Комнатка точно посветлела, было уютно и тепло, на столе в клубах пара весело о чем-то рассказывал самовар; ребятишки, как мухи, обсели вокруг стола и глядели в рот Мишке, который усердно жевал и рассказывал:

— Мамка, а как с колокольни фу-у да и страшно на город смотреть… ночью, только и слыхать: гал, гал, гал, гал — и больше ничего… А бабушка сказывает: яйца выделываются в деревне, а едят их в городе, а мы тут их и не нюхаем… И отчего это вода в реке там чи-истая да светлая, камушки на дне видать, а у нас возле фабрики как из бани?.. А сколько рыбы!.. Я трошки не поймал…

— Да и у нас есть, — хором подхватили ребятишки.

— Да-а, есть… Тут которая и есть, так она брюхом кверху плавает…

— Есть!.. Я сам ловил…

— И я ловила…

— Лови-или!.. Дохлую ловили…

— Ан врешь, — она трепыхалась…

— Сама врешь… а то вот как дам по роже…

— Ну, будет, будет… — остановила мать, — обрадовались.

Уже сумерки.
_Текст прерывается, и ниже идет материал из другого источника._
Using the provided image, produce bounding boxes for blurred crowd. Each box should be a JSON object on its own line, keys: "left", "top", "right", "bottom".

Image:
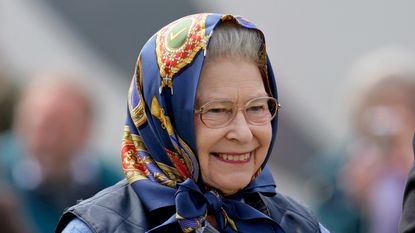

{"left": 0, "top": 70, "right": 121, "bottom": 233}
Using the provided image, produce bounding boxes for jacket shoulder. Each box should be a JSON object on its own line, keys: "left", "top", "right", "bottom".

{"left": 56, "top": 179, "right": 148, "bottom": 233}
{"left": 262, "top": 192, "right": 321, "bottom": 233}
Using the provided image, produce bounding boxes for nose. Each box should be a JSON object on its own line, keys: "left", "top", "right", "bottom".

На стене тоненько коптит лампочка. За потемневшими окнами звучит усталый, дрожащий гудок умирающего рабочего дня. Мертвый, пустынный коридор оживляется, хлопают двери, слышатся шаги, говор, с улицы доносится движение, — возвращаются с работ.

Пришел отец. В комнатке смолкло и словно потемнело. Мишка весь сжался, исподлобья только глаза сверкают, ребятишки притаились.

Отец молча, как всегда, снял рабочую блузу, умылся и, утираясь, бросил:

— Бегун…

И помолчав:

— Откуда явился?

Мишка стоял, глядел исподлобья.

— А мы розог нарезали, посолили… Я ремень ха-а-ро-ший приготовил…

Сердце больно и радостно стукнулось в груди мальчика раз и два. Сквозь обычный, сурово равнодушный тон он чутко уловил, как непривычно дрожал голос отца, и, как вырывающаяся птица, забилась, затрепетала сверкающая радость. Да разве есть у Мишки враги?! Разве не чудесно жить на свете… Разве не греют эти добрые, усталые, глядящие из глубоких впадин отцовские глаза?..

Мишка сделал шаг к нему и часто-часто заморгал, сгоняя ресницами что-то едко и радостно проступавшее на глаза. Потом справился с собою и, глядя боком и хмурясь, проговорил толстым голосом:

— А малафеевцы-то нонче никак опять работают.

Сквозь печать всегдашней суровости по лицу отца шевельнулась редкая гостья, улыбка.

— Ну, ну, ну… ты зубы-то не заговаривай… ужо я те вспрысну, чтоб ноги меньше резвые были… Мать, давай-ка вечерять…

Опять обсели стол. Отец хлебал из миски, а ребятишки принялись снова за чай, совершенно белый, откусывая крохотные кусочки сахара, без хлеба, без бубликов, потому что был конец месяца и оставалось несколько дней до получки.

Точно по молчаливому соглашению никто не заговаривал о Мишкином побеге.

Отец, когда поел и мать придвинула к нему стакан пустого белого чая, стал рассказывать, что сегодня в набивной ставили новую машину, а в ткацкой выскочившим челноком выбило рабочему глаз, и что Китай собирается воевать с Англией, что приезжал директор фабрики, разносил управляющего, мастеров за то, что на рабочих много расходуется денег.